Поспешим же вслед за Банвилем к Домье. Его живой рассказ снабдит нас денными сведениями о художнике, точнее, о человеке Оноре Домье:
«Когда я вошел в мастерскую, Домье сидел у стола, склонившись над литографским камнем. Он работал, напевая про себя рондо Кеттли „Блаженны обитатели прекрасных холмов Гельвеции“. Пустенькие слова песни заворожили его раз навсегда, словно наваждение, и помогали ему терпеливо переносить долгие часы тяжкого, кропотливого труда. Я с восхищением разглядывал его лицо, дышавшее силой и добротой, маленькие проницательные глазки, вздернутый нос — казалось, тут природа пожелала нарушить идеальную правильность черт — и тонкий, красивый, широкий рот. Прекрасно было все лицо художника, столь похожее на лица буржуа, которых он рисовал, но озаренное и согретое живым пламенем духа. Я сразу же объяснил Домье цель моего визита, настаивая, чтобы он сделал рисунок, за которым я пришел, и, главное, извинился — раз и навсегда — за то, что не смогу заплатить ему более ста франков.

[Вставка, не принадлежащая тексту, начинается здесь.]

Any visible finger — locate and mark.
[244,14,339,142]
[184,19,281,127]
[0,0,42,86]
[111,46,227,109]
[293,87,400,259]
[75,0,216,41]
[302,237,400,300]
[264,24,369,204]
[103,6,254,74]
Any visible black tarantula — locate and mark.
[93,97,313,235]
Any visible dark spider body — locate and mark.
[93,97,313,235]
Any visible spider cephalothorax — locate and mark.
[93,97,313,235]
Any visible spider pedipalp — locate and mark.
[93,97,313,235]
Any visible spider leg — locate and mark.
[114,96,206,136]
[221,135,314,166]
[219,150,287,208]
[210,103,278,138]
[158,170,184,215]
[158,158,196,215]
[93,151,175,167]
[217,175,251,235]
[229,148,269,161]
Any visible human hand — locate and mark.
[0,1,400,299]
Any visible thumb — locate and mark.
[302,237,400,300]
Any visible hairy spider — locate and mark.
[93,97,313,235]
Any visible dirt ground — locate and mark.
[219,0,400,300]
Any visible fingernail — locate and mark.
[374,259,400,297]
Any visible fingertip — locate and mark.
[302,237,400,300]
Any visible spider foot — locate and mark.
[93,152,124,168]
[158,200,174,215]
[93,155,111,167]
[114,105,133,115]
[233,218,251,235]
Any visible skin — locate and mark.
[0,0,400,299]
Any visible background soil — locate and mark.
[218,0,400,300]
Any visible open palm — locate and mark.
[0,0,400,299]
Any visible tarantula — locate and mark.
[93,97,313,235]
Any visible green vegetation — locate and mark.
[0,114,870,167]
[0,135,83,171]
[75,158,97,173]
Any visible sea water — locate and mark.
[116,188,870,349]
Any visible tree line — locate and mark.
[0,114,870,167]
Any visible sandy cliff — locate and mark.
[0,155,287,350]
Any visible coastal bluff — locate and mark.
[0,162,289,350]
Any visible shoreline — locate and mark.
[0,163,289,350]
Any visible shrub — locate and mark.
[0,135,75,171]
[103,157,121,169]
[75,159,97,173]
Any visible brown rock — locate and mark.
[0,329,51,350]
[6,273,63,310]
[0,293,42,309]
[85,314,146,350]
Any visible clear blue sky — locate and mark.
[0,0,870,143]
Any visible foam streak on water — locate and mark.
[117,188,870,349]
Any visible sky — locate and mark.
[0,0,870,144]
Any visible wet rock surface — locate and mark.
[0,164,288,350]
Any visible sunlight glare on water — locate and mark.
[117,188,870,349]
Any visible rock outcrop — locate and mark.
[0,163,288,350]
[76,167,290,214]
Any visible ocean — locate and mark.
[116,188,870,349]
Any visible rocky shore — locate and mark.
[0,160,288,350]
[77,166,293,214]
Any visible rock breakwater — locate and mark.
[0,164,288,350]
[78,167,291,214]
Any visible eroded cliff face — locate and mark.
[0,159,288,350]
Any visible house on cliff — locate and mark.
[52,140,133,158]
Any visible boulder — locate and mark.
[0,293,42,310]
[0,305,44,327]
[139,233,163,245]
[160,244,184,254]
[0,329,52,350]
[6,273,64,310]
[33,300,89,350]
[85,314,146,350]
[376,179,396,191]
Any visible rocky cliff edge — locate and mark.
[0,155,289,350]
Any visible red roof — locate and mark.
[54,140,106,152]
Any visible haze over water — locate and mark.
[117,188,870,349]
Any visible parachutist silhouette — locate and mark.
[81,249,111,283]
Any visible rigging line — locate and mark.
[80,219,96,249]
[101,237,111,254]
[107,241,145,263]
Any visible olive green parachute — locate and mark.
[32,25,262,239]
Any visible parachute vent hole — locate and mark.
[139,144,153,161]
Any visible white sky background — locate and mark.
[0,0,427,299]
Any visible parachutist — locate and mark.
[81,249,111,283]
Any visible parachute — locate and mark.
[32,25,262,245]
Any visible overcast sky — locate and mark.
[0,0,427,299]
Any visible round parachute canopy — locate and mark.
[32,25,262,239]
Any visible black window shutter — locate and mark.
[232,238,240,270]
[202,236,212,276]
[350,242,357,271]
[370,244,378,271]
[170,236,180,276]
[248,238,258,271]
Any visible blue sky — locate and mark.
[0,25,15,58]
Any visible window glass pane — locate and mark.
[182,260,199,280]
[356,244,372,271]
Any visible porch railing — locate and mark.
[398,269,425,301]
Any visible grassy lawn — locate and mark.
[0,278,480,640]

Впрочем, дело было не в деньгах; деньги Домье ни во что не ставил. Хуже было другое: он вовсе не хотел делать этот рисунок. Сначала он сказал, что устал и что ему надоели гравюры на дереве и он больше не хочет их делать, потому что только литографский карандаш поспевает за его мыслью, тогда как графит строптив и не слушается его, что, наконец, он возненавидел эти рисунки, ведь в девяти случаях из десяти ты оказываешься предан и опозорен гравером.
Я возразил ему, что все это не важно, я говорил, что в редакции „Корсара“ нас собралась целая группа молодых людей, поэтов, воодушевленных одной мечтой, одним стремлением, романтическим порывом, любовью к жизни, всем тем, что могло быть выражено только рисунком Домье. Мы хотим и должны получить этот рисунок, и я поклялся редактору, что раздобуду его. Я уже страдал и боролся за этот рисунок, я заранее был им очарован. Увидев, что я никак не хочу отступиться, Домье решил открыть мне истинную причину отказа:
— Послушайте, — сказал он, — без фраз, вы мне очень нравитесь, и, чтобы быть вам полезным, я сделал бы все, что угодно, кроме этого рисунка: кто бы его ни сделал, он все равно будет идиотским. И к дьяволу все аллегории, в которых нет никакого смысла. Поймите же: газета не корабль, а корсар — не писатель. А тут, как ни возьмись за дело, все равно придешь к той же чепухе: журналист, который пишет пушечным жерлом, или же солдат, который сражается пером! Нет, нет, в моей семье брезгуют таким хлебом!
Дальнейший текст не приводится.